- I just posted in the Discord as well, but figured I’d post over here for those who are only checking one or the other.
Hi all, I have been reading a lot of questions around what to do if the examples for use the HfApiModel
fail, or you run out of credits. I was in a similar situation, and went down the path of running locally to begin with using the MLXModel
class and Qwen2.5-Coder-32B, but that was leading to very long waits even with my maxed out M4 Max. So I wanted to share another solution here for anyone in need with lower-end specs or looking for a faster endpoint.
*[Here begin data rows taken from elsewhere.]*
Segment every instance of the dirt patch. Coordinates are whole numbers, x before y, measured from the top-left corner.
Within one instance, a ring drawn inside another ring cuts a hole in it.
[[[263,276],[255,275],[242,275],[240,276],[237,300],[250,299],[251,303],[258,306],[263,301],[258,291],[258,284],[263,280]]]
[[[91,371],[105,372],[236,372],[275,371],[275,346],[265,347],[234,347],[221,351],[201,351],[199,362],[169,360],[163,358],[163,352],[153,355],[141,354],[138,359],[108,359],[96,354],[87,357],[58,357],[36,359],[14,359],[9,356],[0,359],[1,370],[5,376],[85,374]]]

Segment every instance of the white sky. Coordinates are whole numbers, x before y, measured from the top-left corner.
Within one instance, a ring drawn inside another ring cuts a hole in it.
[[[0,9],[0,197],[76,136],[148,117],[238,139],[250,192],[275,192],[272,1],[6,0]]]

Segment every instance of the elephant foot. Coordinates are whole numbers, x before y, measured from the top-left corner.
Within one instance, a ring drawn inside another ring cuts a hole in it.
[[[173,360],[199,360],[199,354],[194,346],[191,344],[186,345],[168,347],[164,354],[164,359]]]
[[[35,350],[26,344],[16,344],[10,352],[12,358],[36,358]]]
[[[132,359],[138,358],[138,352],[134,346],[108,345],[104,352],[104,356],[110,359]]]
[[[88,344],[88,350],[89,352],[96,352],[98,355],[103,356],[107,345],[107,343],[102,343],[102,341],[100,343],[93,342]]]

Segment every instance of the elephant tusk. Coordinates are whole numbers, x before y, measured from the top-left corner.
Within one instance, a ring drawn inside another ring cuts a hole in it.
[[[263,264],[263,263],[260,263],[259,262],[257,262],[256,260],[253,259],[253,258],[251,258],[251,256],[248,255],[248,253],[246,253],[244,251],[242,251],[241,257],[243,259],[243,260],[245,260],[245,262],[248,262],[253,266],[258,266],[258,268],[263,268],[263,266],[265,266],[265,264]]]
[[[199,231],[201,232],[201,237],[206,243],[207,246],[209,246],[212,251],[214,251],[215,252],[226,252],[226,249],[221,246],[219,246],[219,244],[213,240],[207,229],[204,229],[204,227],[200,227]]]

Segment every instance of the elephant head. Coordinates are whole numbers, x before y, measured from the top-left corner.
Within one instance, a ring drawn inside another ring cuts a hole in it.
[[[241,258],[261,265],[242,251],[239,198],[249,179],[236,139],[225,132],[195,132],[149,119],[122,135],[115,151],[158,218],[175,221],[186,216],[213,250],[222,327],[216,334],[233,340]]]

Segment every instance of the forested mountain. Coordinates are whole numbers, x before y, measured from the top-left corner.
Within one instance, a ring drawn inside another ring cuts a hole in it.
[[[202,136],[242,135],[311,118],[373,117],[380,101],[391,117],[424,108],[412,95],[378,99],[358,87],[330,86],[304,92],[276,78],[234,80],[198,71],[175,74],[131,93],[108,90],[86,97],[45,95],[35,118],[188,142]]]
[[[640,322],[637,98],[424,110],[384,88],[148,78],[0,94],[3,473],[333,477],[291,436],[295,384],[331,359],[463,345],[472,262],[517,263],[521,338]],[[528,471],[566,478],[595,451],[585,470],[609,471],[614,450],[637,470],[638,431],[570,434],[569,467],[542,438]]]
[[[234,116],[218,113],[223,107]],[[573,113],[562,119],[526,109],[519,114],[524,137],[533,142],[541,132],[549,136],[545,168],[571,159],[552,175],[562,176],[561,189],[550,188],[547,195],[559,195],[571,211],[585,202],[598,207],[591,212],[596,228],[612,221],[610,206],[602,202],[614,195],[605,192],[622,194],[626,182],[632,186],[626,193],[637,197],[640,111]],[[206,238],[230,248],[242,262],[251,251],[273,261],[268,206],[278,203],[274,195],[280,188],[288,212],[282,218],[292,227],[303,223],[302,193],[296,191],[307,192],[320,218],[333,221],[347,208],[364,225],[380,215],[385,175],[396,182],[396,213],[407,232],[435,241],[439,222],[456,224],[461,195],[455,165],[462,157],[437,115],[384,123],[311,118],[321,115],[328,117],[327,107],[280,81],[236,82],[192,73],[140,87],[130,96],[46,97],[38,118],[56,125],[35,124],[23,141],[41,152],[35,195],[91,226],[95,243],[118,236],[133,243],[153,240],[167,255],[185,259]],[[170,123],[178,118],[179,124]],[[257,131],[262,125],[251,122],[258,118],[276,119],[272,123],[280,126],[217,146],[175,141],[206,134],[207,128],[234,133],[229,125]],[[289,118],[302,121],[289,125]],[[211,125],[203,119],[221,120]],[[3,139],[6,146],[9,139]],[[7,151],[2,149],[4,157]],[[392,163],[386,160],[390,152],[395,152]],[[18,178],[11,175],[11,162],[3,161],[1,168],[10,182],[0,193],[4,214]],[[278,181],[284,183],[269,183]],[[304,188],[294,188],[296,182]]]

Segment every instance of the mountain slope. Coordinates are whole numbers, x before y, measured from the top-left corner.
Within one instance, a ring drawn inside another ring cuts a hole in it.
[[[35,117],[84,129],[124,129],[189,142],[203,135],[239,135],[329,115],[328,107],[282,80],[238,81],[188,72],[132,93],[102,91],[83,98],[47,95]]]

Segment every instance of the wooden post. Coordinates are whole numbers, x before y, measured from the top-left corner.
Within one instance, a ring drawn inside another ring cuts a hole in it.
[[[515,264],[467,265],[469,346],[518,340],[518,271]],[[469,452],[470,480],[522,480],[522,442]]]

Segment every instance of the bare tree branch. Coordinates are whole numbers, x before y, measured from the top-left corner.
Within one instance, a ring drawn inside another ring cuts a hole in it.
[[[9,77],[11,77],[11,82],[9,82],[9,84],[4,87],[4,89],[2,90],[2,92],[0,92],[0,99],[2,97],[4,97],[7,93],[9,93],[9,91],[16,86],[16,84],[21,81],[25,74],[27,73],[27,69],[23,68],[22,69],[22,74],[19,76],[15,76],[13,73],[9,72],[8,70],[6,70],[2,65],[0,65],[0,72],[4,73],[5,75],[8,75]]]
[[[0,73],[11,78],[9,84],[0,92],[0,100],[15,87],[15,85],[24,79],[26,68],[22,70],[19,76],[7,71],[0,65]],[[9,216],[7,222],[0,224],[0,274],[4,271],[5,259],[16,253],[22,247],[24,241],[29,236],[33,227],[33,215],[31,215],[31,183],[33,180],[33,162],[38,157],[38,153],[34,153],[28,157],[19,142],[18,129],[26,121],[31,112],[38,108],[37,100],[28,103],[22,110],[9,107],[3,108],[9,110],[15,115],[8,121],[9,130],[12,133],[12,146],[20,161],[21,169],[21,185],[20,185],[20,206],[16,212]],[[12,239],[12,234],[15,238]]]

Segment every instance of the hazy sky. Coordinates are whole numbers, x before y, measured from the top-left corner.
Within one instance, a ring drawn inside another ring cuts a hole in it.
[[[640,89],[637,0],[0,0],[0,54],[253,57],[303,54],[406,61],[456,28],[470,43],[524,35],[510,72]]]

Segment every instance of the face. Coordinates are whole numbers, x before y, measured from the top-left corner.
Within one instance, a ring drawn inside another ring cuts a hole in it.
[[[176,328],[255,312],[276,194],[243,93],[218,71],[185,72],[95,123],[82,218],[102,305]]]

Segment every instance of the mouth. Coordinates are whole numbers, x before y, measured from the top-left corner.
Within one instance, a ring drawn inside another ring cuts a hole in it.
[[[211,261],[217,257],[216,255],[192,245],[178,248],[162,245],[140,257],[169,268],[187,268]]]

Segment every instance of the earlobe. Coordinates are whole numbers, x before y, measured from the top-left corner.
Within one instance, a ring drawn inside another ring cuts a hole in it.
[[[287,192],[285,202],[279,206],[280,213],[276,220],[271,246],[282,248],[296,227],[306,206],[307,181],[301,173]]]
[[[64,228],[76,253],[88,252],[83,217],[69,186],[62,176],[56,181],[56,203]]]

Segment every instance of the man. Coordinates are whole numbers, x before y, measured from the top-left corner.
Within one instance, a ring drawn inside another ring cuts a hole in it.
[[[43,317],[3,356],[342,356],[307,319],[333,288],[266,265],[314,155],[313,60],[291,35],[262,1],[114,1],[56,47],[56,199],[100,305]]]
Mistral released Codestral 25.01 in January, and it works great. I switch between using it through Continue.dev in VSCode and Cursor. It really gives Cursor a run for it’s money, and along side that, they created a free, Codestral-specific API endpoint. I believe all you need to do is create an account with their Le Plateforme, and you can get a free api key specifically for Codestral chat and completions
api_key = os.getenv("CODESTRAL_API_KEY")
model = OpenAIServerModel(
model_id="codestral-latest",
api_base="https://codestral.mistral.ai/v1/",
api_key=api_key,
)
agent = CodeAgent(tools=[], model=model, add_base_tools=True)
agent.run(
"Could you give me the 40th number in the Fibonacci sequence?",
)
Very snappy, just wanted to share here for those struggling.